Un exploit en soi !

Par: Sylviane Gagnon
Le 17 mai dernier avait lieu la prestation de l’Ensemble ArtChoral, qui revisitait une partie du répertoire des Beatles à la Maison symphonique de Montréal. Dans une salle presque pleine, le chef de chœur Matthias Maute a su insuffler une autre dimension à ces classiques fort connus. Réaliser un arrangement avec les chansons de ce groupe culte en chant choral est un défi en soi, mais les interpréter a cappella avec un piano aussi discret (Antoine Joubert) et des percussions presque intimes (Philip Hornsey) relève véritablement de l’exploit. Sur scène, vingt choristes offrent un équilibre parfait entre sopranos, altos, ténors et basses, et ravivent avec grand plaisir des chansons mythiques et inoubliables. L’Ensemble ArtChoral est un chœur professionnel reconnu depuis 40 ans qui se produit partout dans le monde. Il cumule également plusieurs albums classiques à son répertoire.
Une entrée remarquée !
Dès le départ, on entend les premières notes lointaines de Yellow Submarine et les choristes arrivent sur la scène en suivant le chef de chœur, qui nous invite à chanter avec eux, les choristes accentuant la puissance des voix en un véritable crescendo. Suivront les légendaires Can’t Buy Me Love, And I Love Her, Penny Lane et plusieurs autres, interprétées parfois comme une douce ballade, parfois avec un ton plus jazz. Le piano et les percussions donnent du rythme, mais demeurent en arrière-plan afin de réellement mettre les voix en valeur. When I’m Sixty-Four nous entraîne dans un air plus proche du charleston. La célèbre Michelle est chantée entièrement a cappella et sonne comme une louange, très douce à nos oreilles. Deux des chansons, I Saw Her Standing There (plutôt endiablée) et Blackbird (plus jazz), sont uniquement instrumentales et interprétées en solo par l’excellent pianiste Antoine Joubert, lauréat de plusieurs prix nationaux et internationaux.

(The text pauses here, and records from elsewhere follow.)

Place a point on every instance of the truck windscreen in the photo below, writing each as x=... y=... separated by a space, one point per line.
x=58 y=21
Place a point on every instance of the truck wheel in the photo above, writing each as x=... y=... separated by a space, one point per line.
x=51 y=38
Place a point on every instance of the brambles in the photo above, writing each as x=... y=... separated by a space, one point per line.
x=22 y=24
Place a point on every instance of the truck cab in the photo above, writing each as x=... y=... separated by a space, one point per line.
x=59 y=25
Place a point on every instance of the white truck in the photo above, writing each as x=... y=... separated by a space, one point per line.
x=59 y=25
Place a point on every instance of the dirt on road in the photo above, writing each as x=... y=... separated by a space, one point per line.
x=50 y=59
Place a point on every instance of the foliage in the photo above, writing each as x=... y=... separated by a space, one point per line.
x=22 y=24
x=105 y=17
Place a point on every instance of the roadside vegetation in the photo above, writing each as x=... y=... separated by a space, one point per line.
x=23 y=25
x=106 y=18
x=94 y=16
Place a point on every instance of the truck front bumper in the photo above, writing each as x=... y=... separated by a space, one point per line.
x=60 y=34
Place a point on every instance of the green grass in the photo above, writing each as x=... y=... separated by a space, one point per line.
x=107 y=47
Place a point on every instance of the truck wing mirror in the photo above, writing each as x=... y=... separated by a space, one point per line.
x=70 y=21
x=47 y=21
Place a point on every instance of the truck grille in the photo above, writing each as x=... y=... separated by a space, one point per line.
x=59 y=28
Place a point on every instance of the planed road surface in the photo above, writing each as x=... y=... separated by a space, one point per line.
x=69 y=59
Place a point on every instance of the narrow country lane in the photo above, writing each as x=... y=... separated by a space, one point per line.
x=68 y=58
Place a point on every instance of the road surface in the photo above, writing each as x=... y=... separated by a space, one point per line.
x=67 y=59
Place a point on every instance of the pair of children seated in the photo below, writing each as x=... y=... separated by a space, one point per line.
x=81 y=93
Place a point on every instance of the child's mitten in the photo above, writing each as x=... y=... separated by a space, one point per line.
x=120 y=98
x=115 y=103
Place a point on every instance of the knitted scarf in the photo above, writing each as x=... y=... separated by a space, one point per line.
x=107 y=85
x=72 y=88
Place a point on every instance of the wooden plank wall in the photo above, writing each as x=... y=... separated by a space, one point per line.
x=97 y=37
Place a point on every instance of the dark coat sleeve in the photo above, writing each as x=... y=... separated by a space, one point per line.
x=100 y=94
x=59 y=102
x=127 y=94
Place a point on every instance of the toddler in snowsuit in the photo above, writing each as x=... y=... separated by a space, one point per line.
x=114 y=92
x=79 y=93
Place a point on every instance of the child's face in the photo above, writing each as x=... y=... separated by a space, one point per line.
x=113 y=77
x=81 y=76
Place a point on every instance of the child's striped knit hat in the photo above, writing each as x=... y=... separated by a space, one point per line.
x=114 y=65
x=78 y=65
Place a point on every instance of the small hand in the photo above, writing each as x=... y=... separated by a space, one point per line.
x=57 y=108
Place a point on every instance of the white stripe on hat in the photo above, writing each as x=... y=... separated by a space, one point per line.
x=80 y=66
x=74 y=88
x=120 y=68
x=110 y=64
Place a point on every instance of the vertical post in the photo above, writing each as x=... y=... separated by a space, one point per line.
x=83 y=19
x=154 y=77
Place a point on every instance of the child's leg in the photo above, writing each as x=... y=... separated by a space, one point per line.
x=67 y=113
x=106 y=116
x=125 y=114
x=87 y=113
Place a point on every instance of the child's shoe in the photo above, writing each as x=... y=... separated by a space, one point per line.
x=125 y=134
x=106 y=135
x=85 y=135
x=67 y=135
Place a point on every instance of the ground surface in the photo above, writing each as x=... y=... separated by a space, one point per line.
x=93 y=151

Une surprise nous attend !
Avec étonnement, nous découvrons qu’une centaine de choristes se cachent dans les rangées à l’avant. Ces choristes font tous partie du Grand Chœur et viendront enrichir l’Ensemble ArtChoral en amenant davantage de profondeur et de puissance pour trois des pièces au programme : Let It Be, All You Need Is Love et une finale grandiose avec Hey Jude.
Un chef chaleureux
Matthias Maute, directeur artistique et chef d’orchestre, récipiendaire d’un prix Juno, possède une réputation internationale. Il donne un ton sympathique et accueillant envers le public tout au long du spectacle. On ressent son amour pour les Fab Four, qu’il nous transmet avec enthousiasme en nous racontant quelques anecdotes historiques, dont certaines ont été vécues à Montréal, ce qui fait bien rire l’auditoire. M. Maute maîtrise parfaitement son chœur et, comme il doit faire face aux centaines de choristes dans la salle à trois reprises, l’Ensemble ArtChoral est solide et doit faire preuve d’une grande assurance, sans le recours de son chef pour ces pièces.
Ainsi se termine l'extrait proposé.